I bent over the map.

“You see this volcanic island,” said the Professor; “observe that all the volcanoes are called Jökulls, a word which means glacier in Icelandic, and under the high latitude of Iceland nearly all the active volcanoes discharge through beds of ice. Hence this term of Jökull is applied to all the eruptive mountains in Iceland.”

“Very good,” said I; “but what of Snæfells?”

I was hoping that this question would be unanswerable; but I was mistaken. My uncle replied:

“Follow my finger along the west coast of Iceland. Do you see Reykjavík, the capital? You do. Well; ascend the innumerable fjords that indent those sea-beaten shores, and stop at the sixty-fifth degree of latitude. What do you see there?”

“I see a peninsula looking like a thigh bone with the knee bone at the end of it.”

“A very fair comparison, my lad. Now do you see anything upon that knee bone?”

“Yes; a mountain rising out of the sea.”

“Right. That is Snæfells.”

“That Snæfells?”

“It is.
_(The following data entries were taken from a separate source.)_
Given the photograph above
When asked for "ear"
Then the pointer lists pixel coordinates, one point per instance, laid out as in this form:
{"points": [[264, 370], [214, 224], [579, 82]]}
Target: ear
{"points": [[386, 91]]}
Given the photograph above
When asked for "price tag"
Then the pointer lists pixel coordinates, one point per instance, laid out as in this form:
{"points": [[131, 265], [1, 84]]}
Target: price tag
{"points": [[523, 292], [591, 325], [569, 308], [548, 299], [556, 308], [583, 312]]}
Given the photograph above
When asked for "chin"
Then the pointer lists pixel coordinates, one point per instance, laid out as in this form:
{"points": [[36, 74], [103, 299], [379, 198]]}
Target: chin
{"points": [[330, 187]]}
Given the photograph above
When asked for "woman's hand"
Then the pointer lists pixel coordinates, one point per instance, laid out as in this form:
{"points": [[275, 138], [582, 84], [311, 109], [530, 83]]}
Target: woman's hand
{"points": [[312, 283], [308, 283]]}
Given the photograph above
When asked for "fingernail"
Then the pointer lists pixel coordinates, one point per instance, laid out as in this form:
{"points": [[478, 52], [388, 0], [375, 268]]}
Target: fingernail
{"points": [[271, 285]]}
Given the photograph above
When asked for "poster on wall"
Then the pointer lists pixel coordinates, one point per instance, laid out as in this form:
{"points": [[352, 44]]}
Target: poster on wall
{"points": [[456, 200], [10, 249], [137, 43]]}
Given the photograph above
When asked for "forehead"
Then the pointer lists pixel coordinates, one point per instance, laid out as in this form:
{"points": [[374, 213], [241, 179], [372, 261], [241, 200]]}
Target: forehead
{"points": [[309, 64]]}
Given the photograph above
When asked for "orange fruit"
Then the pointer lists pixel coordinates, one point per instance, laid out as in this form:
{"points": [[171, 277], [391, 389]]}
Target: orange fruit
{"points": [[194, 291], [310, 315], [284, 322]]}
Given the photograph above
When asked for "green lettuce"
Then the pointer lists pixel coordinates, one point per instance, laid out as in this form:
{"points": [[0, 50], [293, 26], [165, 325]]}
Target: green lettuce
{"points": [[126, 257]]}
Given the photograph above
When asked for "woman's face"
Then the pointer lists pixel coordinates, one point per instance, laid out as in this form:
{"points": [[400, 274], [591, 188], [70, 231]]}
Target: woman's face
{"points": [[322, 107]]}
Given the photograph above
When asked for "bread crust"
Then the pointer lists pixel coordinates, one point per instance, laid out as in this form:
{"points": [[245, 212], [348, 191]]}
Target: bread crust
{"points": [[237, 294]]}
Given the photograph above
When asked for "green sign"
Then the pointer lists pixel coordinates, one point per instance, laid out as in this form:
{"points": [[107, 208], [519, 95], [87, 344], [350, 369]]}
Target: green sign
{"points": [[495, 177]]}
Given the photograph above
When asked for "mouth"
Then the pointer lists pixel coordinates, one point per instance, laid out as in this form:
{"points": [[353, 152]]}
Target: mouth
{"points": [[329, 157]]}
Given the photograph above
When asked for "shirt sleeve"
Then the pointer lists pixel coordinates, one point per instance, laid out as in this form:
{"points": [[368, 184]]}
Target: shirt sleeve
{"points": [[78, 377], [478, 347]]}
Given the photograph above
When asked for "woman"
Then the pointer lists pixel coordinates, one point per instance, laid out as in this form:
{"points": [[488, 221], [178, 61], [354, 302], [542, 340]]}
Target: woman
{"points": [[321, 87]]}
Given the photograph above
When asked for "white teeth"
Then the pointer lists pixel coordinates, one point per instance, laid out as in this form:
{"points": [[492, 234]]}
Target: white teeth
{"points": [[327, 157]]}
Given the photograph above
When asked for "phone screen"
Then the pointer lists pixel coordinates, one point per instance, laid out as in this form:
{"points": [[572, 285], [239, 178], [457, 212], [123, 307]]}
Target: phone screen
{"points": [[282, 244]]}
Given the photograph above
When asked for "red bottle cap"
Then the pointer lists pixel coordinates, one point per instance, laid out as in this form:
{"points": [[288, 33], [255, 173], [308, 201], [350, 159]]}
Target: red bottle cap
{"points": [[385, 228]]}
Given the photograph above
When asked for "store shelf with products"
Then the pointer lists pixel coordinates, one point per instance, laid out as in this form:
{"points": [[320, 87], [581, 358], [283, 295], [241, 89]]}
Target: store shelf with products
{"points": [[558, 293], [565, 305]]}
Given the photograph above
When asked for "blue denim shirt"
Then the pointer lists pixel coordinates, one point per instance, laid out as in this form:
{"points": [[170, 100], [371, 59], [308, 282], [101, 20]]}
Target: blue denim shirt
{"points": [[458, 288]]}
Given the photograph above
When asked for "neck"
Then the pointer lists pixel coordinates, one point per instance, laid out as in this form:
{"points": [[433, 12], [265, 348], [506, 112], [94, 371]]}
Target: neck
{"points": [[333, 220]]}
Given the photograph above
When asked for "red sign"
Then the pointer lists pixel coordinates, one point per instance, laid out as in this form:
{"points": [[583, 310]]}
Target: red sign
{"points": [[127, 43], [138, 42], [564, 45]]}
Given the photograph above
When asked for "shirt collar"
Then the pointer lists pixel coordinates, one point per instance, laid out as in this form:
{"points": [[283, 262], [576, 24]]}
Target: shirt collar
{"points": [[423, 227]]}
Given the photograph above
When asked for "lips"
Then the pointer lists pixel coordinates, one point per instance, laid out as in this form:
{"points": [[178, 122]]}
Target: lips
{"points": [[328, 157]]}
It is a mountain five thousand feet high, one of the most remarkable in the world, if its crater leads down to the centre of the earth.”

“But that is impossible,” I said shrugging my shoulders, and disgusted at such a ridiculous supposition.

“Impossible?” said the Professor severely; “and why, pray?”

“Because this crater is evidently filled with lava and burning rocks, and therefore⁠—”

“But suppose it is an extinct volcano?”

“Extinct?”

“Yes; the number of active volcanoes on the surface of the globe is at the present time only about three hundred. But there is a very much larger number of extinct ones. Now, Snæfells is one of these. Since historic times there has been but one eruption of this mountain, that of 1219; from that time it has quieted down more and more, and now it is no longer reckoned among active volcanoes.”

To such positive statements I could make no reply. I therefore took refuge in other dark passages of the document.

“What is the meaning of this word Scartaris, and what have the kalends of July to do with it?”

My uncle took a few minutes to consider. For one short moment I felt a ray of hope, speedily to be extinguished. For he soon answered thus:

“What is darkness to you is light to me. This proves the ingenious care with which Saknussemm guarded and defined his discovery. Snæfells has several craters.